Signals represent physical phenomena and can be classified as continuous-time (defined for all t) or discrete-time (defined only at integer intervals). Understanding the distinction is fundamental because the mathematical tools, properties, and analysis techniques differ significantly between the two domains.
Start with examples from real systems: a continuous analog voltage vs. digital audio samples. Sketch both types of signals and observe how sampling converts one to the other.
Not all signals are sinusoids or simple functions. Discrete-time signals are not merely 'sampled' versions of continuous signals—they are their own mathematical objects with specific properties and transformations.
A signal is any quantity that varies over time and carries information. The temperature outside your window right now is a signal — it changes continuously as seconds pass. The daily high temperature logged by a weather station is also a signal, but it only exists as a sequence of values recorded once per day. The first is continuous-time (CT); the second is discrete-time (DT). This single distinction — whether the signal is defined for every instant or only at isolated moments — determines almost everything about how you analyze it.
In continuous time, a signal x(t) is a function from the real line (or some interval of it) to the real numbers. Every value of t has a corresponding value of x(t). Physical phenomena are inherently continuous: voltage on a wire, pressure in a pipe, position of a mass. The mathematics of CT signals draws on calculus — derivatives, integrals, differential equations. The Fourier transform for CT signals integrates over all time using the familiar integral ∫ x(t) e^{−jωt} dt.
In discrete time, a signal x[n] is defined only at integer indices n = …, −2, −1, 0, 1, 2, …. There is no x[1.5] — the question is meaningless for a DT signal. Digital computers, by their nature, process discrete-time signals: a microphone outputs a voltage, but your sound card samples it 44,100 times per second and stores a sequence of numbers. The mathematics shifts from calculus to sequences and summations: differences replace derivatives, summations replace integrals, and the Discrete-Time Fourier Transform (DTFT) is a sum ∑ x[n] e^{−jωn}.

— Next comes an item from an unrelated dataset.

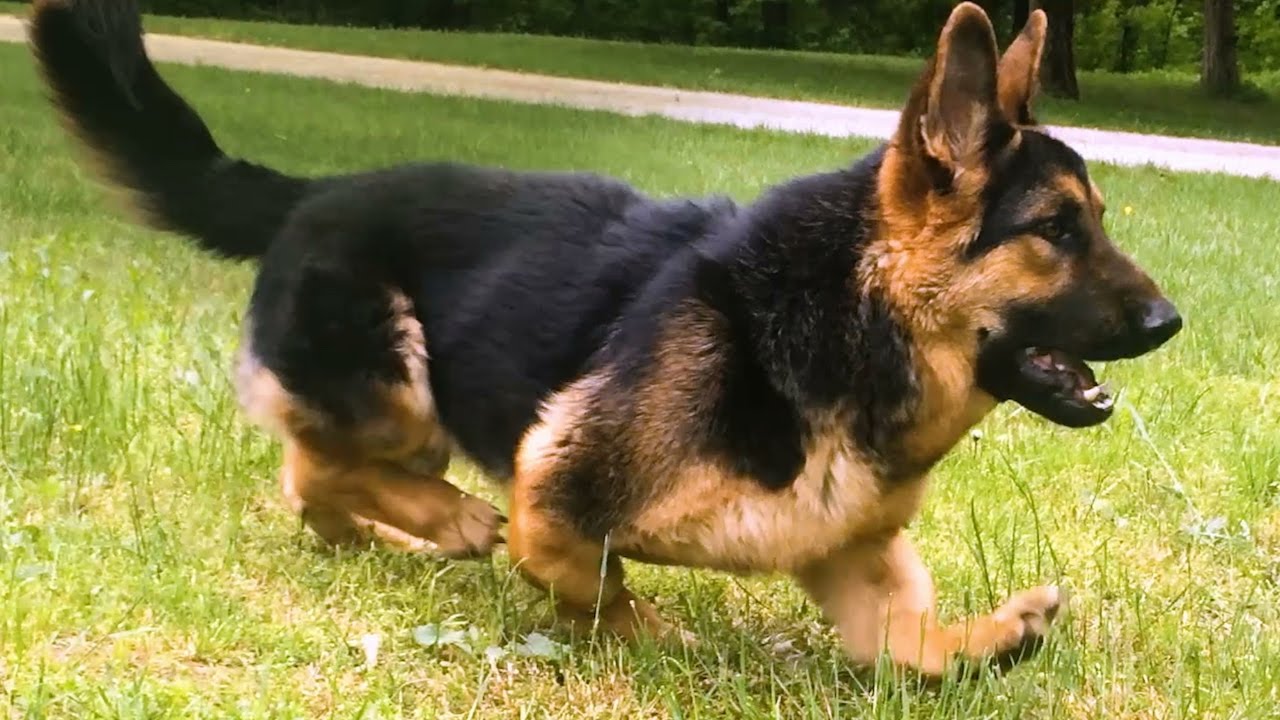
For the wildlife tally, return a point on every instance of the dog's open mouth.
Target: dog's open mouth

The key insight is that DT signals are not just "sampled" CT signals with gaps — they are their own complete mathematical world with different rules. For example, the concept of frequency means something subtly different: a DT sinusoid with frequency ω₀ and one with frequency ω₀ + 2π are *identical* sequences, so DT frequency is periodic with period 2π. No such periodicity exists in continuous time. Understanding both domains and how sampling connects them (the Sampling Theorem, covered later) is the foundation for all of modern signal processing, communications, and control systems.